Similar claims by professional football squads in Dallas, Green Bay, Wis., and suburban Boston are not worthy of serious discussion. The Pittsburgh Steelers are America’s leading football team in terms of allegiance from one generation to the next.
But as much as I love the Steelers, the Los Angeles Dodgers reign as America’s team. No other sports organization is even close in terms of historical importance.
It was the Dodgers who stood up to a nation in 1947 by desegregating Major League Baseball. Then based in Brooklyn, the Dodgers were bold when America needed an example to live by.
In that era, baseball was the most prominent team sport and all of the big-league teams were owned by white men. Most were too bigoted or too afraid to hire a black player.
The Pittsburgh Pirates had considered signing a hometown star named Josh Gibson, perhaps the best player in the talent-rich Negro Leagues. The Pirates balked, afraid of a backlash from white customers.
Later, the Boston Red Sox looked at Jackie Robinson, an excellent all-around athlete and an emerging talent in the Negro Leagues. But the Boston team stayed true to its vanilla business model, passing on Robinson.

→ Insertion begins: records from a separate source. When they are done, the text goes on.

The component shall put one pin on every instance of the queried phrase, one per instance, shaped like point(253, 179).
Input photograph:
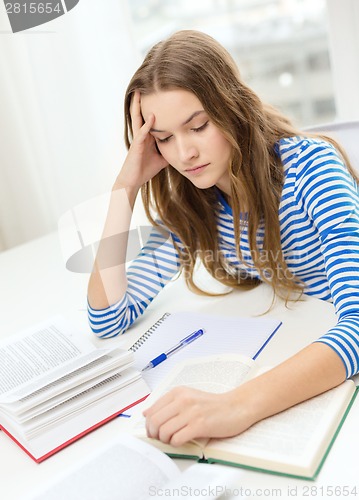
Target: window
point(280, 46)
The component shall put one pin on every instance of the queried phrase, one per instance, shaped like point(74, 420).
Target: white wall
point(61, 119)
point(344, 48)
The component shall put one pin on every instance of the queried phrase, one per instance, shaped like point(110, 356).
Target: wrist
point(131, 191)
point(251, 404)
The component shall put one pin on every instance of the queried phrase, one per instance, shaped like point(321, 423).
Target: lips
point(196, 169)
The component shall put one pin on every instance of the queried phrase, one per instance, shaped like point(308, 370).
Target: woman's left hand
point(184, 414)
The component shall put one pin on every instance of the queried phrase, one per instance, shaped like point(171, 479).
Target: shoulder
point(314, 161)
point(302, 152)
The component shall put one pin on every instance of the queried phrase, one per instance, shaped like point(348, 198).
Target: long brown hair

Not the Dodgers. They hired Robinson, giving him a one-year apprenticeship with their top minor-league club in Montreal before bringing him up to the big leagues in 1947.
This was a step forward in race relations. Lynchings still occurred in America, and police weren’t inclined to investigate them. Segregated schools were both common and legal. Voting was a constitutional right, but many jurisdictions blocked black people from the polls with violence or impossible tests.

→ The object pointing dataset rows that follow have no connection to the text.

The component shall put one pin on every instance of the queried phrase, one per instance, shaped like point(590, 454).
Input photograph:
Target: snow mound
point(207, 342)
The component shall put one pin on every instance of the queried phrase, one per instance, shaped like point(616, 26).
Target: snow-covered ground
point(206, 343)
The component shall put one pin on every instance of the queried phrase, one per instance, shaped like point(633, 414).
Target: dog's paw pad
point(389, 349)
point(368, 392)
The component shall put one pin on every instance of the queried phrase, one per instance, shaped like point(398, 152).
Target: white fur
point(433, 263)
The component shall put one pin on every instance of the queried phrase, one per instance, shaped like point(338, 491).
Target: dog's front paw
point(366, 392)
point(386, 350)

Even the military was segregated when
the Dodgers hired Robinson. Not until 1948 did President Harry Truman issue the order establishing equal opportunity in the armed forces. It took another six years before the U.S. Supreme Court reversed the precedent that had allowed school segregation.

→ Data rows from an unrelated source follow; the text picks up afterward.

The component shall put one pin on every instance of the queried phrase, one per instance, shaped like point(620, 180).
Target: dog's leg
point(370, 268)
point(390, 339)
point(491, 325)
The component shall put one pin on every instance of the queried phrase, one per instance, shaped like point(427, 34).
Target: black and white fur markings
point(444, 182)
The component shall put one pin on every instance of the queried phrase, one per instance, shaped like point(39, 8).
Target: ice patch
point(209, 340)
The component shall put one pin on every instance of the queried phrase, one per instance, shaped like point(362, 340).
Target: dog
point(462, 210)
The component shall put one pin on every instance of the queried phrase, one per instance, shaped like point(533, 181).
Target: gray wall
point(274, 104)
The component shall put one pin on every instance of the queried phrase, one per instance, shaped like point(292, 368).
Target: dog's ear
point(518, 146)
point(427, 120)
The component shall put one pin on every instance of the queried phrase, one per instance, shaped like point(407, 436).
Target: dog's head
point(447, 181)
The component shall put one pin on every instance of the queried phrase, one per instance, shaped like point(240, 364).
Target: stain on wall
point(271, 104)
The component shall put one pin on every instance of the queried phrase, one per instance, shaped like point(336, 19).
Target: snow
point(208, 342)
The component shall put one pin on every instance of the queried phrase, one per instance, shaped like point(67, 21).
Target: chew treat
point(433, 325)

From the standpoint of pure talent on the field, Robinson wasn’t the Dodgers’ first choice to pioneer integration.
Their scouts believed Don Newcombe was a better prospect. But Newcombe was just 19 when the Dodgers decided to end the color barrier. Team owners believed he was too young to handle the venom that white crowds and white teams would unleash on a black player.
Robinson had gone to UCLA and served in the segregated Army, where he was court-martialed. He had refused to move to the back of a bus at an Army post in Texas.
A panel of judges acquitted him. Some attributed the favorable ruling to Robinson’s prominence as a collegiate athlete.
Many sportswriters saw Robinson’s signing by the Dodgers as social engineering. They doubted he could play at the highest level.
Others feared that he could. Ben Chapman, manager of the Philadelphia Phillies, browbeat Robinson and encouraged his charges to do the same. Chapman’s conduct was so ugly that the National League eventually forced him to stop.
According to mythology instigated by the sports editor of the old New York Herald Tribune, the St. Louis Cardinals planned a strike to protest Robinson’s presence in the big leagues. Members of the Cardinals said the story was a lie. Even so, many believe Cardinals’ outfielder Enos Slaughter intentionally spiked Robinson on what began as a routine play at first base.
Robinson came close to breaking, especially on the first day that Chapman degraded him, inning after inning. Robinson prevailed, becoming the first rookie of the year in 1947, most valuable player in the National League in 1949 and a member of the Baseball Hall of Fame in 1962.
His is one of the great stories not only in sports but in lessening prejudice.
Robinson died young, at 53. The Dodgers live on, now based on the coast opposite of where he changed the world.
They begin the National League Championship Series against the Milwaukee Brewers on Friday night. With Robinson in mind, it’s easy to see that sports can be bigger than a game — or even all the games put together.